Brit, a former user of Accountable2You, asked to only be identified by her first name due to privacy concerns. Making you conform to what your pastor wants is the goal. Brit says she was asked to install the app by her parents after she was caught looking at pornography. She says she had to sit down and have a conversation with her pastor after she read an article about a religion. I have the right to read what I want to read, even though I was a child.
Some accountability apps advertise their services to churches. Accountable2You advertises group rates for churches and sets up landing pages for specific churches where members can sign up. The church and ministry outreach director is employed by Covenant Eyes.
Accountable2 You didn't reply to WIRED's requests for comment.
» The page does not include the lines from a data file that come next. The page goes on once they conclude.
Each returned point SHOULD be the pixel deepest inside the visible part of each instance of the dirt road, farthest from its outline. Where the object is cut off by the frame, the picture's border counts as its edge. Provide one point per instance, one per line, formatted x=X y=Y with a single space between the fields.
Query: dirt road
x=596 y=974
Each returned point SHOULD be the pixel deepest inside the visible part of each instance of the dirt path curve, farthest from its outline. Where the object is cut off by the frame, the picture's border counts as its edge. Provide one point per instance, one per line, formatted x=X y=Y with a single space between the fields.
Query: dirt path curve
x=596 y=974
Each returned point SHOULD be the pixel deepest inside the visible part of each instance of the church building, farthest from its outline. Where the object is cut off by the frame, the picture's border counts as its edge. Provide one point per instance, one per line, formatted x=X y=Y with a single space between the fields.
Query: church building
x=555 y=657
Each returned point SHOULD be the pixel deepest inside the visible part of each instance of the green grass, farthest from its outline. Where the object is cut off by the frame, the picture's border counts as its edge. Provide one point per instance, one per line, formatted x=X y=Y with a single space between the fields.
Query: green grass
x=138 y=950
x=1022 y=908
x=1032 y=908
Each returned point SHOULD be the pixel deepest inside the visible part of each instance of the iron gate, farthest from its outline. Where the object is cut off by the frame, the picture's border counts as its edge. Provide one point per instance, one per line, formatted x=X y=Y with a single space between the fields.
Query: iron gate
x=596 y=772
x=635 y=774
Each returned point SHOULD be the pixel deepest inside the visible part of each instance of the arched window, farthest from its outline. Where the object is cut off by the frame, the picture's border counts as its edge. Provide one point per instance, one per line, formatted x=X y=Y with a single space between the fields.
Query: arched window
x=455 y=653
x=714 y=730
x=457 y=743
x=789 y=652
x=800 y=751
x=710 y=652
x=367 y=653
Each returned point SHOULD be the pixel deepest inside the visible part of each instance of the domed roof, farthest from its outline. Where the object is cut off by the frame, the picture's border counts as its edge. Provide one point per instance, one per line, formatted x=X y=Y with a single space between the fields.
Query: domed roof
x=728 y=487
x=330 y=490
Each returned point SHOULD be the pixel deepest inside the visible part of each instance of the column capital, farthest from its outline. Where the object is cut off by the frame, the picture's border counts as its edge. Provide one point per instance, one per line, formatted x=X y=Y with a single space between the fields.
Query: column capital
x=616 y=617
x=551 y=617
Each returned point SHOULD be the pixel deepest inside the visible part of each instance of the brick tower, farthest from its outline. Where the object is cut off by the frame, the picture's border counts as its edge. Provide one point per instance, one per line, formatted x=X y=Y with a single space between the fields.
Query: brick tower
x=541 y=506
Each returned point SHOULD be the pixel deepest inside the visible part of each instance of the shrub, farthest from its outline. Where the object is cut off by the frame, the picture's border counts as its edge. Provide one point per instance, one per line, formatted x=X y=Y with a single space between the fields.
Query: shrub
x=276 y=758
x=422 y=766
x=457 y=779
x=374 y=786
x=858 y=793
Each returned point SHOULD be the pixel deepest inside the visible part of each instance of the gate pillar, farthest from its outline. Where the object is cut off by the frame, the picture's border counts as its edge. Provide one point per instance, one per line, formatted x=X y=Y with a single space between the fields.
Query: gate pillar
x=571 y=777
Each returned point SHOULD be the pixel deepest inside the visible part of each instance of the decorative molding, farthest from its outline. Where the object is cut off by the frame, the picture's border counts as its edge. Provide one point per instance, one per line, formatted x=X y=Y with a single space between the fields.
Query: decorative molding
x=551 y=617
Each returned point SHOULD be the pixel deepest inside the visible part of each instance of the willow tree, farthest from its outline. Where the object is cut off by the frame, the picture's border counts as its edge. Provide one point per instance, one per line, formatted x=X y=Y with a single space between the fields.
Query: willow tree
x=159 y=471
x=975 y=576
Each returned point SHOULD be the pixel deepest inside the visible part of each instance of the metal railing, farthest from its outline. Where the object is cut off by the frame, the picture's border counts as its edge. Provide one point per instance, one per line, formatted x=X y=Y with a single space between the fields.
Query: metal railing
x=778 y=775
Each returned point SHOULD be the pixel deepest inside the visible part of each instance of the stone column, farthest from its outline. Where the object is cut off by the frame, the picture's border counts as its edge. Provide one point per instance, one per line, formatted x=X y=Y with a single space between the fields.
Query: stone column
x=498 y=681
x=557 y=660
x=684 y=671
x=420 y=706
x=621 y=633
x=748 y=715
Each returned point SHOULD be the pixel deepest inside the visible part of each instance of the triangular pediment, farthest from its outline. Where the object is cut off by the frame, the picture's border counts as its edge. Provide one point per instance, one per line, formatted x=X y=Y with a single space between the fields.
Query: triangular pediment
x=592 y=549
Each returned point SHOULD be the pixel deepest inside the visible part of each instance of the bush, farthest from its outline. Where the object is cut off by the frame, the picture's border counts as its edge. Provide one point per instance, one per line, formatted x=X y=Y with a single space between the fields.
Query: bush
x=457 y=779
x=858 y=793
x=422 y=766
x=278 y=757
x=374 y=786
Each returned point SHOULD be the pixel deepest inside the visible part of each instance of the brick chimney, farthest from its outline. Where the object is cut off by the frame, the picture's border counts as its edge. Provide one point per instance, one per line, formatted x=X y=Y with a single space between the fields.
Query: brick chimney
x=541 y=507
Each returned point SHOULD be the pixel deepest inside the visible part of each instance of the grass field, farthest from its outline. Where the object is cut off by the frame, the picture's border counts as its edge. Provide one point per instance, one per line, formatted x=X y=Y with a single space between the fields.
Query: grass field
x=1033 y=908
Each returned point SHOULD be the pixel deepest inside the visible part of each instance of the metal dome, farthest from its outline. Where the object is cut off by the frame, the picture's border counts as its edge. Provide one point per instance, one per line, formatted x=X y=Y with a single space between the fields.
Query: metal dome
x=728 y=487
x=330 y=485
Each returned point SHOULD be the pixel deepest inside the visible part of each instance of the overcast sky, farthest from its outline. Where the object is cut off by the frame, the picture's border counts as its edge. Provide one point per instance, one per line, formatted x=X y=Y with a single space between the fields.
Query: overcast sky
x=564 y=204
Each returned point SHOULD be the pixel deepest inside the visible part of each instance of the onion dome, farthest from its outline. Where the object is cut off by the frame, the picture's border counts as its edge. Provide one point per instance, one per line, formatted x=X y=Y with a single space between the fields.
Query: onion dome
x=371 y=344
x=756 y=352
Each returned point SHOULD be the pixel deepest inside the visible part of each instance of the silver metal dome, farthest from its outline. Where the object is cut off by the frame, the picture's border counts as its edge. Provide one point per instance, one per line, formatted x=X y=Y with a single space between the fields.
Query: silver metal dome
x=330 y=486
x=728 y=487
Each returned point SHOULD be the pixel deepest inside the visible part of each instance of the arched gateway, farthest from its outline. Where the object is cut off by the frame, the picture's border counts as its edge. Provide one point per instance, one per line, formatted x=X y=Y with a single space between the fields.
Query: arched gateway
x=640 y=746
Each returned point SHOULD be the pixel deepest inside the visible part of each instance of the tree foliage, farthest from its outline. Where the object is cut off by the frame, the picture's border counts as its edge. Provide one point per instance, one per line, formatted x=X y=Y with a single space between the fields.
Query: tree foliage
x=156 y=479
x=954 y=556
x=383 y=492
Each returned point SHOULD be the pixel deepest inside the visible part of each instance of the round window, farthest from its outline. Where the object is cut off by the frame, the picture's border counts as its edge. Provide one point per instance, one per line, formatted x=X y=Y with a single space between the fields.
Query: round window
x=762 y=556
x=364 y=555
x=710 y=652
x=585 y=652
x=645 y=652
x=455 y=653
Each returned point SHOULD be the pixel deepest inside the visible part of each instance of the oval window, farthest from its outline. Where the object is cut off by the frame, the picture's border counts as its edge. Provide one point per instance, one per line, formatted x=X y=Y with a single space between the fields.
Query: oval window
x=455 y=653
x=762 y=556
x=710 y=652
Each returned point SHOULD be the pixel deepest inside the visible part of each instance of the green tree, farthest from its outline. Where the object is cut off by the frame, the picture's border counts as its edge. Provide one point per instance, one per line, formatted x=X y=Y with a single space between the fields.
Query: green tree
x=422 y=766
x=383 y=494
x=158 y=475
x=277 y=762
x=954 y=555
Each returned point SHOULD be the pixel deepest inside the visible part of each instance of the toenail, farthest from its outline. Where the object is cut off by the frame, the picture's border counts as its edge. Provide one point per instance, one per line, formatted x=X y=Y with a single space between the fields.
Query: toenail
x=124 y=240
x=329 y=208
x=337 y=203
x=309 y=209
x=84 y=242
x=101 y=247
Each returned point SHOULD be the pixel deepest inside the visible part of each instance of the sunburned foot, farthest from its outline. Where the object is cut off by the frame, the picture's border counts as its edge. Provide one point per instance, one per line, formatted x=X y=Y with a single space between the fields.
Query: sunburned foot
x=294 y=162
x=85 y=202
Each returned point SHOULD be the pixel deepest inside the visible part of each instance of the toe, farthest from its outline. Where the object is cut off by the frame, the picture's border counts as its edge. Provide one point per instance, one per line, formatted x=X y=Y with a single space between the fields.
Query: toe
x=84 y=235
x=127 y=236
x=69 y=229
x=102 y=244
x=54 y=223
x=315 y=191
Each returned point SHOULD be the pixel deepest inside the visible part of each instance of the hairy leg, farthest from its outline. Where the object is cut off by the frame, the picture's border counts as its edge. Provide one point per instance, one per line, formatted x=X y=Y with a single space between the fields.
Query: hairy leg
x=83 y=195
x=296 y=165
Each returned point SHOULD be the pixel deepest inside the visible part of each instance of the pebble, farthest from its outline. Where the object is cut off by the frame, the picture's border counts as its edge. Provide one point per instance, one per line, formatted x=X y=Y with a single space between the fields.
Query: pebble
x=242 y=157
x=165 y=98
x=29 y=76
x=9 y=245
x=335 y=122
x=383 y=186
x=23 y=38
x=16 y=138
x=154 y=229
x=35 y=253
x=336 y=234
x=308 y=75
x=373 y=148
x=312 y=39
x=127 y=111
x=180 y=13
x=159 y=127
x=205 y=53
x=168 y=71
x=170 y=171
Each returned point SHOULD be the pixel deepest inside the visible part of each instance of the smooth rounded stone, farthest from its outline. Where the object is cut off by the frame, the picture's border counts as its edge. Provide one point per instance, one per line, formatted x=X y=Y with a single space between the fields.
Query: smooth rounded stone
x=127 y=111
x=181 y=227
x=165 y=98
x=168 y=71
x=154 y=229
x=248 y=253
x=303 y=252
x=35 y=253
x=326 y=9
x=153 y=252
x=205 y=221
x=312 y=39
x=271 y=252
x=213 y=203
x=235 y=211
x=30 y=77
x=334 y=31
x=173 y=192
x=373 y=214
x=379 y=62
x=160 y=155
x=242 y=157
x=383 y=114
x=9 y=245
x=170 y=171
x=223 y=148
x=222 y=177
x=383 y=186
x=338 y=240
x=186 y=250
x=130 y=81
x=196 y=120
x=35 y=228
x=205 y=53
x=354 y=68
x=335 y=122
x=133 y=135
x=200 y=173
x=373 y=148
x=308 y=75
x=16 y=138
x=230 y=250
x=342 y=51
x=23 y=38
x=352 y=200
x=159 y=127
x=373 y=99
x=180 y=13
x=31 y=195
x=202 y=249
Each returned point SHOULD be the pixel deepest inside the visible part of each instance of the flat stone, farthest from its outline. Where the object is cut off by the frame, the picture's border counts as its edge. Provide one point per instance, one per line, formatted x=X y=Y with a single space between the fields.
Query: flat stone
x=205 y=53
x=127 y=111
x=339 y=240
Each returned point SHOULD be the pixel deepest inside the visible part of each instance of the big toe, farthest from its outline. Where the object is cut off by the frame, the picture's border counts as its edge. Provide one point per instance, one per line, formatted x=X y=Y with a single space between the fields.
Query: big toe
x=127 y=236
Eva Galperin is the director of Cybersecurity at the Electronic Frontier Foundation. Any app installed in a church setting is done in a coercive way. While WIRED did not speak to anyone who was unaware that the app was on their phone, Hao-Wei Lin said he didn't feel like he was in a position where he could say no to his church leader. A $400-a-month apartment was secured by Gracepoint for him. He might have been homeless without the support of the church.
Everyone we spoke to had different experiences. James Nagy was a one-time leader of the Gracepoint church and was also on the other side of the church. Nagy was taught as a child that homosexuality was a sin. He jumped at the chance to use Gracepoint's software solution that claimed to be able to help a moral dilemma. He said that the pressure to install the app came from himself, not from anyone else. Nagy doesn't think Gracepoint tried to change him. I tried to make myself better. Nagy is now an elder at the Presbyterian Church (USA) and used to be a consultant for the Reformation Project, a nonprofit that works to advance LGBTQ inclusion in the church.
In the quest to curb behavior churches deem immoral, accountability apps will collect and store extremely sensitive personal information from their users, including from those under the age of 18 Fortify asks its users to log information about when they masturbated, where they were, and what device they used. Fortify does allow it to share data with trusted third parties to perform statistical analysis, though it does not mention who these trusted third parties are. In a phone call, the CEO of Fortify's parent company Impact Suite explained that Mixpanel is one of the trusted third parties.